Nell‘ipotesi di una soluzione morbida della crisi greca lo scenario appare ovviamente più in discesa e il rendimento del Btp decennale poco sopra il 2%, indicato nelle ipotesi del Def, ancora realistico. A fine giugno, a rottura delle trattative sulla Grecia avvenute, il tasso in asta si è attestato al 2,35%, al massimo da otto mesi.

GREXIT

Ma in caso di Grexit è lecito chiedersi se il quantitative easing, nato dall‘esigenza di riportare l‘inflazione vicina al 2% e non di sostenere i titoli di Stato in difficoltà, sarà uno strumento sufficiente per affrontare ondate di vendite, favorite da bassi prezzi di carico che le renderebbero in gran parte profittevoli.

Il governatore della Banca d‘Italia Ignazio Visco non manca occasione di sottolineare i pericoli relativi al debito pubblico italiano. Ieri ha ricordato che la sua sostenibilità si basa su un sentiero di crescita economica maggiore dell‘attuale. Mentre un mese fa aveva fatto capire come il paese più a rischio dopo la Grecia sia proprio l‘Italia.

Il Tesoro nel primo semestre ha giocato di anticipo collocando più del 60% delle esigenze annue. Non solo, nel bimestre luglio-agosto, al netto degli acquisti della Banca centrale europea, sono attese emissioni nette negative, un fattore che riduce lo spazio di forti vendite di Btp.

Secondo l‘agenzia di rating Standard & Poor’s da qui al 2016 la ricaduta della Grexit sui costi del funding del Tesoro italiano sarebbe pari a 11 miliardi con un rendimento del decennale attestato in area 3,5%.

Tra strategist e operatori di mercato l‘ipotesi di un attacco speculativo da parte di hedge fund e altri soggetti interessati non viene esclusa.

Il passaggio successivo punta a Mario Draghi. In presenza di tassi dei Btp sotto pressione è ipotizzabile che la Bce ne incrementi gli acquisti?

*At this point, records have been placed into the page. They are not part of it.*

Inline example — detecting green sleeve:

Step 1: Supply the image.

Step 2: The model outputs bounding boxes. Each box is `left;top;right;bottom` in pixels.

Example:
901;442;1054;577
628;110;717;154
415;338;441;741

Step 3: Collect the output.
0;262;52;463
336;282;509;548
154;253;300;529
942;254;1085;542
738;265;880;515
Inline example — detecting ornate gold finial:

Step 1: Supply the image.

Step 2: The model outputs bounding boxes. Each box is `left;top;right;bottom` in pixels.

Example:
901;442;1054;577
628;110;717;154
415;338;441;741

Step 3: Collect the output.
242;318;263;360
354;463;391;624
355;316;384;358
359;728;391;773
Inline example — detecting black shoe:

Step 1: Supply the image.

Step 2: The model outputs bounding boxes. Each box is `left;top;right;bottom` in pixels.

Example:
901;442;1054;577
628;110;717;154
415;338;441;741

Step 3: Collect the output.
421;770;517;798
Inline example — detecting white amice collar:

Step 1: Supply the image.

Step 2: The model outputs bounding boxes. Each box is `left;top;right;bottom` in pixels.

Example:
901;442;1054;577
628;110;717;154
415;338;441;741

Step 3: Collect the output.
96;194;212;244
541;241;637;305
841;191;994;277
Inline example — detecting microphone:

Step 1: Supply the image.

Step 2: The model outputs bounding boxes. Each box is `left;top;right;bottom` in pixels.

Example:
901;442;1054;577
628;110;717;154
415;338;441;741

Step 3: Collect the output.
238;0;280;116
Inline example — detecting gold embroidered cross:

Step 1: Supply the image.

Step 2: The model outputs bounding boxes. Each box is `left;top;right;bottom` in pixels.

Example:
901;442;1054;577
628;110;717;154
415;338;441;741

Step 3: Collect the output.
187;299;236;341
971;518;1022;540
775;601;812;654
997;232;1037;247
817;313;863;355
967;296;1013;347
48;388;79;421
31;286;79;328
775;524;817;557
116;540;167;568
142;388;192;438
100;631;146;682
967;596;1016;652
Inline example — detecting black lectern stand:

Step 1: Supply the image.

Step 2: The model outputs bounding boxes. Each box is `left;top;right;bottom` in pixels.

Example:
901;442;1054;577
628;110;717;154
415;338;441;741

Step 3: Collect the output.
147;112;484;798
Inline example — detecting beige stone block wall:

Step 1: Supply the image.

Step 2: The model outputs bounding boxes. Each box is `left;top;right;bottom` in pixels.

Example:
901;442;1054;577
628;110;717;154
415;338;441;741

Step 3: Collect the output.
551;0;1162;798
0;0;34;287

In passato di fronte all‘acutizzarsi della crisi Francoforte non si è tirata indietro. Nel 2011 e nel 2012 con il Security Market Program (SMP) ha concentrato gli acquisti sui titoli dei paesi periferici con quelli italiani nettamente al primo posto per quantità. Mentre oggi i rigidi paletti del QE, legando l‘operatività sui titoli dei singoli paesi al peso dello Stato nel capitale Bce, implicano che nel caso di maggiore attività sui Btp dovrebbe aumentare ancora di più quella sui Bund.

Un eventuale nuovo intervento non è quindi facilmente individuabile, ma l‘attenzione di Francoforte si è già rafforzata. All‘inizio di questa settimana, di fronte alla rottura delle trattative tra Bruxelles e Atene, la Bce ha informalmente sondato alcune sale operative attive sui Btp per avere un feedback su eventuali movimenti di mercato anomali.

E per il mondo della finanza Draghi rimane sempre l‘uomo che a difesa dell‘euro disse: ‘Whatever it takes’. Spingendo la speculazione alla ritirata.